When doing a problem on computer arithmetic with large integers, I reached a step when I needed to solve system of congruences. I came up with the following equations: $$x ≡ 65 \pmod{99})\\ x ≡ 2 \pmod{98}\\ x ≡ 51 \pmod{97}\\ x ≡ 10 \pmod{95}$$
I tried to solve using chinese remainder theorem, but it became too large and complex.
The original question is : Find sum of numbers $123,684$ and $413,456$ by representing the numbers as $4$-tuple by using remainder modulo of pair-wise relatively prime numbers less than $100.$
While solving by chinese remainder theorem the inverse modulo becomes too large.I need to solution to either the solving of congruences or the full question.

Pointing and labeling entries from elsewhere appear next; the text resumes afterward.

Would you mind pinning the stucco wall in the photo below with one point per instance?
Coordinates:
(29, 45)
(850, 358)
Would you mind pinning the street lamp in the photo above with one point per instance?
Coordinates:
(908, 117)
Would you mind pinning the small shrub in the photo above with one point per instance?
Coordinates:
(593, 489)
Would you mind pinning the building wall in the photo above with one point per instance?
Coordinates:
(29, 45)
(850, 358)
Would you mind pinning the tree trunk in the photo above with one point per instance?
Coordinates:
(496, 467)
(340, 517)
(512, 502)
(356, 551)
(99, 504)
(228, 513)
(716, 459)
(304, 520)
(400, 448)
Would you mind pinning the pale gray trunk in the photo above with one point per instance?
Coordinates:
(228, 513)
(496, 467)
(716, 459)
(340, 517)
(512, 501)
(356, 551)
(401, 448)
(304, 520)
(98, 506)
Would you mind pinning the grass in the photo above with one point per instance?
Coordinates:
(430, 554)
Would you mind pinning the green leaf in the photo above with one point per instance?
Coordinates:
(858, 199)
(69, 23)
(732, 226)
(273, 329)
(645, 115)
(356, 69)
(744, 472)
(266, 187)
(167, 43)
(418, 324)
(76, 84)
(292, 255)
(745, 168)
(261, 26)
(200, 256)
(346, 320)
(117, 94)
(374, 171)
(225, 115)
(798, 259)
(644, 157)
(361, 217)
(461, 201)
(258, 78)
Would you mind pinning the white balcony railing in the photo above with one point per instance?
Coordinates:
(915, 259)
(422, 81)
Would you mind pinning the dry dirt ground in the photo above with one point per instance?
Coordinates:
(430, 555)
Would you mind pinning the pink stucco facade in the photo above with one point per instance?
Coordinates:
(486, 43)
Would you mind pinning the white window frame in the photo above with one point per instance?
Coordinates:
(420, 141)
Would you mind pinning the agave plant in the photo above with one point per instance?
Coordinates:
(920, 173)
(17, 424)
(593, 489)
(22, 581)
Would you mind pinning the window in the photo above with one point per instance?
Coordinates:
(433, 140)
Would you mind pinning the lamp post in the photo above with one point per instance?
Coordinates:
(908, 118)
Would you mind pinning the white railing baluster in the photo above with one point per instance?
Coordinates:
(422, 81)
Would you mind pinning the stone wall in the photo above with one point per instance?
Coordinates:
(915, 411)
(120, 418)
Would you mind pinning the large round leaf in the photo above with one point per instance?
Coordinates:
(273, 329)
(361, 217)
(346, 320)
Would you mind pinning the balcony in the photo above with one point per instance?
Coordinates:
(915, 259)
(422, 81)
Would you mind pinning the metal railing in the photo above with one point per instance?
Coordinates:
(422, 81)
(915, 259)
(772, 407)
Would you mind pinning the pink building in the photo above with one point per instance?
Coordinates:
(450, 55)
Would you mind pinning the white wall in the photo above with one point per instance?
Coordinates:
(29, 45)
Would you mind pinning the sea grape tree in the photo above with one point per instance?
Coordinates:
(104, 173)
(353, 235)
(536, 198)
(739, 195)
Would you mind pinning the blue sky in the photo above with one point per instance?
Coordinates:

If I start with $10$ to satisfy the bottom one every time I add $95$ I subtract $2$ in the $\pmod{97}$. I'm looking for $-46 \pmod {97}$ so have to add $\frac {56}2$ copies of $95$. The bottom two are solved by $10+28\cdot 95=2670 \pmod {9215}$. $2670 \equiv 24 \pmod {98}$ while $9215 \equiv 3 \pmod {98}$. We can add $\frac {198-24}3\cdot 9215=534\ 470$ to get the second line so our solutions are now $537\ 140 \pmod {903\ 070}$ Finally we have to consider the first. It turns out $537\ 140 \equiv 65 \pmod {99}$ so we are done. The solutions are $537\ 140 \pmod {89\ 403\ 930}$. All the computations were done with the iPhone calculator.